ART is a free multibit trie based routing table. To keep it simple, it can be seen as using more memory for fewer CPU cycles. In other words, we get a faster lookup by wasting memory. The original paper presents some performance comparisons between two ART configurations and the BSD Radix. But how does this apply to OpenBSD?

I asked Hrvoje Popovski to run his packet forwarding test on his Xeon box (E5-2620 v2 @ 2.10GHz, 2400.34 MHz) with ix(4) (82599) interfaces. The test setup consist of three machines with the OpenBSD box in the middle:

       Setup

The machine is configured with:

        kern.pool_debug=0
        kern.maxclusters=32768
        net.inet.ip.forwarding=1
        net.inet.ip.ifq.maxlen=8192

The simulations have been performed with an OpenBSD -current from June 9th. The machine is configured with pf(4) disabled in order to force a single route lookup for every IPv4 packet. Based on the result of the lookup the kernel decide if it should forward, deliver or drop the packet:

      Route Lookup

In order to measure the impact of a different routing table configurations we need to send enough packets to make sure the machine is CPU bound but not live locked. In this case it happens when sending 800 Kpps. During a test the sender generates packets for all addresses of a given subnet to invalidate any possible cache. Plus to see the difference of various subnets, the test has been reproduced on a /24, a /20 and a /16:

       Forwarding performances

ART 8/4/4/4/4/4/4 is the configuration currently enabled in -current. It has been choosen because it has a memory footprint similar to the BSD Radix for a fullfeed BGP server. The other configurations waste more memory by using bigger stride lengths but, as shown on the graphic, perform faster.

Memory consumption

Sadly this test is not enough to see how much memory can be wasted by different ART configurations because it does not create fragmentation:

       Memory consumption when forwarding to 11/16

So I asked benno@ and phessler@ if I could measure once again the memory consumption of a BGP fullfeed on their test setup:

       Memory consumption of a BGP server

We can see that using bigger stride lengths result in more memory being wasted.

Conclusion

As expected ART performs faster than the BSD Radix on OpenBSD because it uses more memory. That's hopefully not new to me, so what did I learn during these experiments?

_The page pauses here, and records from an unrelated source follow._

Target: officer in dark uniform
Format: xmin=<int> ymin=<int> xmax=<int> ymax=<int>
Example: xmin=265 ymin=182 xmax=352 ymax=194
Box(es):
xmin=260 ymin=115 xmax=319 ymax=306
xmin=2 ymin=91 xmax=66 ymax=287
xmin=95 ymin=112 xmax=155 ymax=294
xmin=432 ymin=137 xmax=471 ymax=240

First of all I validated the choice I made two years ago to integrate an implementation supporting variable stride lengths. It is nice to be able to choose at compile time, depending on your usage, how much memory you want to dedicate to improve your route lookup performances. This is important for experimenting but it also matches the fact OpenBSD is a generic purpose operating system and its users have different requirements.

Secondly I've seen that the 8/8/8/8 configuration doesn't offer any advantage compared to the 16/8/8 one. The only problem is that it doesn't seem to be currently possible to allocate the 16-heap in a MP-safe way on OpenBSD, something to look at in the future?

Finally the in-kernel memory consumed by the routing table of a BGP server is around 130M in -current and would grow to 180M with a 16/8/8 configuration. Even if route lookup performances are not critical for such setups, I'd argue that consuming 180M is already acceptable today, in case we decide to crank the defaults in the upcoming years.